I am not familiar with the list of rights promulgated by the United Nations. I believe that the list includes such things as the "right" to full employment, the "right" to education, and the "right" to full redress in the courts. I don't perceive how any of these are rights.

I have the "right" to be left alone, unless I interfere with your rights. That includes the "right" to have my property left alone, too.

I have thought about this a lot, lately, because I have come down with rheumatoid arthritis, which was for a few weeks uncontrolled, and terrifying. I was unable to dress myself, feed myself or stand up to go to the bathroom without terrible pain, and needed assistance.
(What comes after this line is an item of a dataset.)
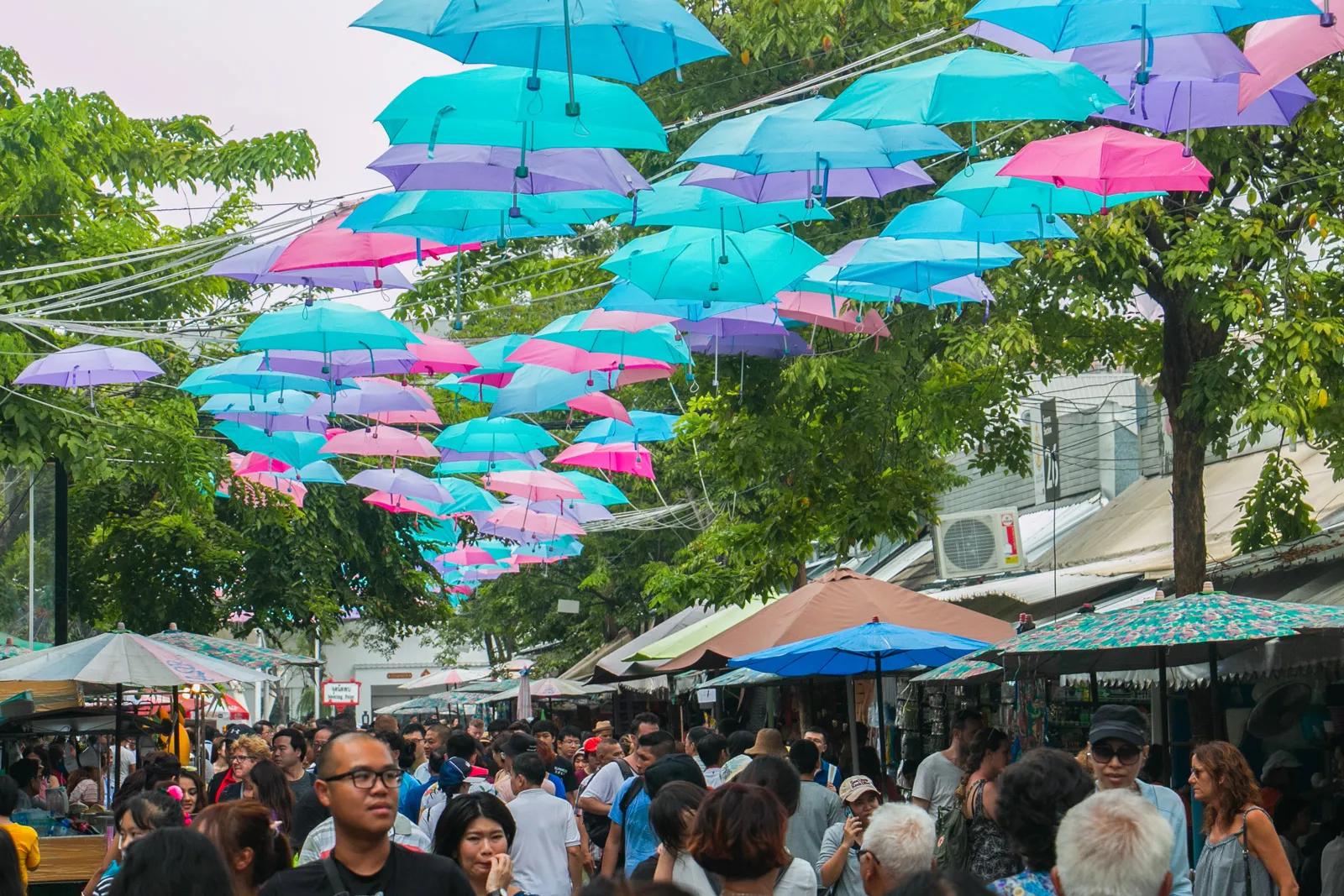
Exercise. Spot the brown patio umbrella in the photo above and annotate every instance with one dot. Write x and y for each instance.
(839, 600)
I could not drive, for example, so if I wanted to eat, someone had to go to the store for me, and cook for me. I felt bad about being dependent on my husband, because we had been talking about separating, and I felt, and still feel, that his assistance was grudging. I am taking a lot of drugs that control the disease, but I still think about what it means to be disabled. I don't see how I have the "right" to force someone to take care of me. If I can pay someone, or persuade someone, to take care of me, well and good. But, if not, I don't think I should be able to force others to take care of me.



To: Edwarda who wrote (29647)1/31/1999 3:15:00 PM
From: Sidney Reilly  Read Replies (3) | Respond to of 108807
 
Edwarda,
The rights given by the United Nations are phantom rights and can be changed at any time to suit the whim of the New World Order.

Bob



To: Edwarda who wrote (29647)1/31/1999 5:45:00 PM
From: epicure  Read Replies (1) | Respond to of 108807
 
I don't know how I feel about that. I personally want the right to be free of bodily harm, the right to my possessions, the right to do what I want so long as I don't injure anyone else- but I don't really have those rights. Someone can come kill me any time they want- and my family will only have the "right" to seek legal redress- nothing will bring me back. So I think rights and duties, while necessary in a society, are merely traffic lights on the social roadway. They have no independent existence, they are not (imo) absolute unless everyone everywhere agrees they are absolute- otherwise absoluteness is just an arbitrary descriptive phrase.

There is a little poem about that-

Here lies the grave of John O'Day
Who died maintaining his right of way
His cause was right, his will was strong
but he's just as dead as if he'd been wrong.